Studie der Bertelsmann-Stiftung: Ungarn mit Rumänien. Bulgarien und Griechenland Schlusslicht bei sozialer Gerechtigkeit in Europa

Laut einer Studie der deutschen Bertelsmann-Stiftung nimmt die soziale Spaltung in der EU weiter zu. Während die Krisenfolgen in Nordeuropa, vor allem in Norwegen, Schweden, Dänemark und den Niederlanden vergleichsweise gerecht abgefedert werden konnten, hat sich die Lage der Menschen in den süd- und osteuropäischen Krisenländern weiter verschärft. Dabei leiden Kinder und Jugendliche stärker unter den Auswirkungen sozialer Ungerechtigkeiten als Alte.

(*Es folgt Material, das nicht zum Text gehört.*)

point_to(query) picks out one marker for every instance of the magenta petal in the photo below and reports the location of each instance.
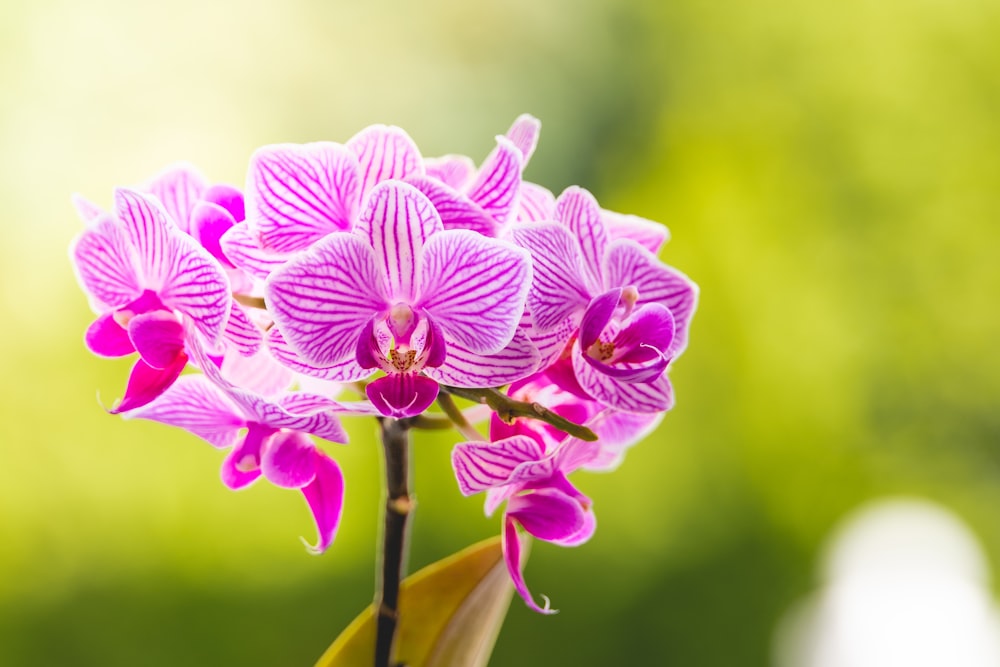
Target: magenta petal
(402, 394)
(323, 298)
(547, 514)
(229, 198)
(627, 263)
(347, 370)
(195, 404)
(536, 204)
(240, 332)
(495, 189)
(654, 396)
(325, 497)
(650, 235)
(106, 338)
(288, 459)
(585, 532)
(105, 264)
(398, 219)
(158, 337)
(178, 188)
(297, 194)
(577, 209)
(208, 223)
(456, 210)
(474, 288)
(512, 557)
(452, 170)
(146, 383)
(464, 368)
(241, 467)
(384, 153)
(482, 465)
(597, 316)
(524, 134)
(558, 288)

Die Ergebnisse für Ungarn sind auch ein Armutszeugnis für die "Sozialpolitik" der Regierung Orbán, bildet das Land auf Platz 25 doch zusammen mit Griechenland, Rumänien und Bulgarien das Schlusslicht auf dem Bertelsmann-Index der sozialen Gerechtigkeit in Europa. Dagegen finden wir die regional vergleichbaren Mitbürger aus Polen auf einem verbesserten Rang 16 der 28 EU-Länder, die Slowakei auf 17, Slowenien auf 9 und Tschechien sogar noch vor Österreich und Deutschland auf Platz 5! Den dramatischsten Abstieg legten neben den Ungarn die Italiener hin.


 

Die durchaus nicht als "links" oder sonst radikal systemkritisch anzusiedelnde Bertelsmann-Stiftung richtet den europäischen Regierungen aus, dass man die Balance zwischen Schuldenmanagement, Wachstumsanreizen und sozialer Absicherung noch nicht wieder gefunden hat und - speziell an die Zahlenzauberer in Budapest gerichtet: (nominales, Anm.) Wirtschaftswachstum allein ist kein Garant für soziale Gerechtigkeit.

Betrachtet man die Kriterien, nach denen die Stiftung ihre Studie ausrichtet, verwundert das erbärmliche Abschneiden Ungarns wenig. Denn: "Armutsvermeidung, Zugang zu Bildung, Zugang zum Arbeitsmarkt, soziale Kohäsion und Nichtdiskriminierung, Gesundheit und Generationengerechtigkeit" sind gerade die Themen, die im "neuen Ungarn" Orbáns Platz für nationale Herrlichkeit und zielgruppenorientierte Wohlfahrt machen mussten.

Die Armut wird hierzulande nicht vermieden, sondern ist quasi Teil des zynischen Systems, der Zugang zur Bildung wurde zum ständischen Privileg bzw. auf ein "volkswirtschaftlich sinnvolles" Minimum zusammengestuzt, bzw. im Pflichtschulbereich ideologischen Anforderungen untergeordnet. Der echte Arbeitsmarkt stagniert oder löst sich durch massive Abwanderung auf, der staatlich geförderte hingegen ist eine steuerfinanzierte perspektiv- und würdelose Chimäre für die Statistik. (mehr dazu in den Links unter dem Beitrag)

 

Die Diskriminierung und Segregation der Roma, die, laut Berstelsmann "erhebliche Einschränkungen und Diskriminierungen hinnehmen müssen", aber auch anderer sozialer Randgruppen wie Obdachlose wurde entweder durch Kriminalisierung oder Law-and-Order-Maßnahmen zementiert, die Chancen dieser Gruppen auf sozialen Aufstieg dadurch eher noch vermindert. Die Mängel im Gesundheitswesen sind so akut wie chronisch geblieben, neben Lettland und Rumänien herrschen, laut Studie, "in Ungarn die größten Defizite". Die Generationengerechtigkeit ist angesichts aufgebrauchter Rentenbeiträge und Einstiegseinkommen für Berufsanfänger unter dem Existenzminimum ohnehin ein Thema in weiter Ferne.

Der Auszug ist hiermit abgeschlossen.